300 osób straci pracę
Zastal Wagony Zielona Góra kończy produkcję – pracę po 40 latach straci blisko 300 osób. Właściciel firmy Tabor Szynowy Opole chce przenieść całą produkcję do Opola lub innych miast.
Powodem jest brak zleceń. Jak poinformował zarząd spółki – firma od dwóch lat przynosi straty. To dramat dla 300-osobowej załogi Zastalu. W sierpniu wypowiedzenia otrzyma 150 osób. Kolejne 150 trafi na bruk we wrześniu.

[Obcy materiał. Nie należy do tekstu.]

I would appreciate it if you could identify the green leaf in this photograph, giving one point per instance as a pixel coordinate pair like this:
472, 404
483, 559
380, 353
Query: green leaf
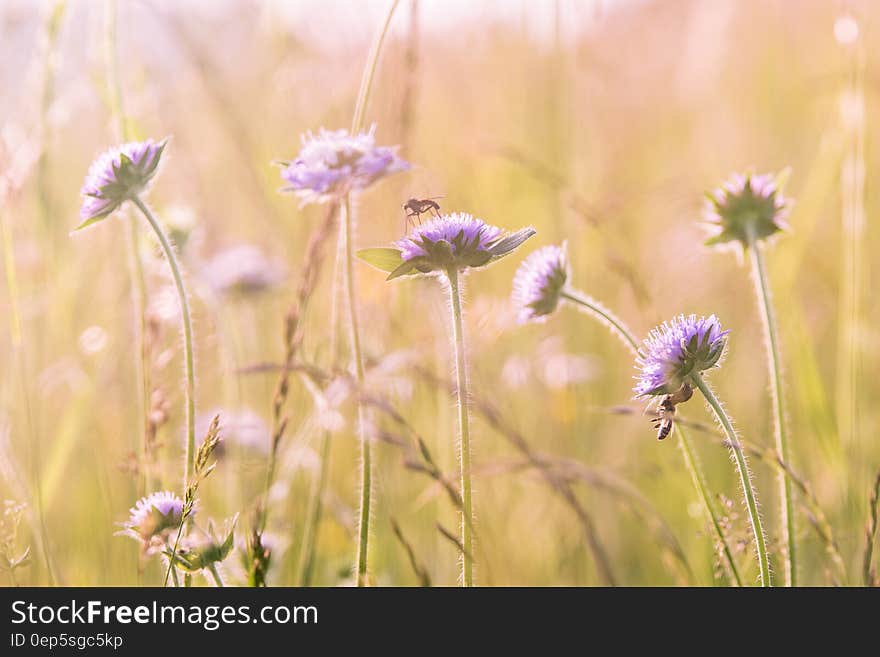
404, 269
382, 258
506, 245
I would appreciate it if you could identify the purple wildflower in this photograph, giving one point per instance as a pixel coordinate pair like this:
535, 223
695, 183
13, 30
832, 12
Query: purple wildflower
154, 515
747, 207
454, 241
676, 349
116, 176
334, 163
538, 283
243, 269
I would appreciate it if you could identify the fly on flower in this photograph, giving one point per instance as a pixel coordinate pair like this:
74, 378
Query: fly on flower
673, 352
451, 242
415, 208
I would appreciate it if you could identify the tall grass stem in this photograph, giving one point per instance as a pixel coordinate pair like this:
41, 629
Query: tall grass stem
135, 264
351, 299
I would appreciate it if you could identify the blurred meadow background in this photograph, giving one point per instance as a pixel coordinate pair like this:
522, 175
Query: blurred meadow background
601, 123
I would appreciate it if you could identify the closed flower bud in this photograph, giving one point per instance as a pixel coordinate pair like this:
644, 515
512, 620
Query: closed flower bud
746, 208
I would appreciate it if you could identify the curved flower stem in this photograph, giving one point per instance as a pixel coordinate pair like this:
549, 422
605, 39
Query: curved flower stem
189, 360
351, 297
628, 339
774, 362
315, 509
744, 475
603, 315
464, 448
690, 461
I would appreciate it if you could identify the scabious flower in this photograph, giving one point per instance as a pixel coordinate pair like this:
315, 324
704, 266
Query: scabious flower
154, 516
676, 349
333, 163
452, 242
117, 175
747, 207
538, 283
244, 270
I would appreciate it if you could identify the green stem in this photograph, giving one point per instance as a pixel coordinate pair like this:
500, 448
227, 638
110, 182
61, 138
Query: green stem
464, 448
351, 296
693, 467
603, 315
186, 316
744, 475
136, 266
774, 363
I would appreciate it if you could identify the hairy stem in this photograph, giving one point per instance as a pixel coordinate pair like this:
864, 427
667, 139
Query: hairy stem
186, 319
871, 533
464, 447
693, 467
774, 364
744, 475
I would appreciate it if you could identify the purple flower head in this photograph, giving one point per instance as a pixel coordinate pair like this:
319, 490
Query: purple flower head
116, 176
243, 269
334, 163
538, 283
154, 515
676, 349
454, 241
746, 207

„Nie możemy się utrzymać na rynku bo konkurencja też nie śpi. No niestety, przykro stwierdzić ale będziemy zwolnieni. Właściciel podjął taką decyzję, jesteśmy w fazie negocjacji. Pierwsza tura 150 osób została zakończona zgodnie z ustawą, jest to termin 20 dni na konsultacje, któreśmy podpisali jako związki zawodowe, nie mamy wyjścia. Na siłę nic właściciel nie zrobi bo to są koszta. My to rozumiemy, od kilku lat żeśmy podwyżek nie mieli. Rząd w tym kierunku też nic nie robi, chce otwierać fabrykę w Szczecinie zamiast promować swój własny rynek” – powiedział Dariusz Mielcarek, członek zakładowej organizacji NSZZ „ Solidarność” działającej w Tabor Szynowy w Zielonej Górze.Sąd też przyjmował taki program, który miał pomóc firmom produkcyjnym w sytuacjach kryzysowych. Ale ten program okazał się takim niewypałem, że pomoc państwa dla likwidowanych przedsiębiorstw była nieskuteczna. A firmy nie korzystały z tej pomocy, więc myślę, że na to złożyło się wiele czynników. W zeszłym roku składaliśmy interpelację i zapytanie. Ta firma już w zeszłym roku miała trudną sytuację, ale wydawało się, że jest możliwa do uratowania. Dzisiaj zapadła taka decyzja. – powiedziała poseł Elżbieta Rafalska.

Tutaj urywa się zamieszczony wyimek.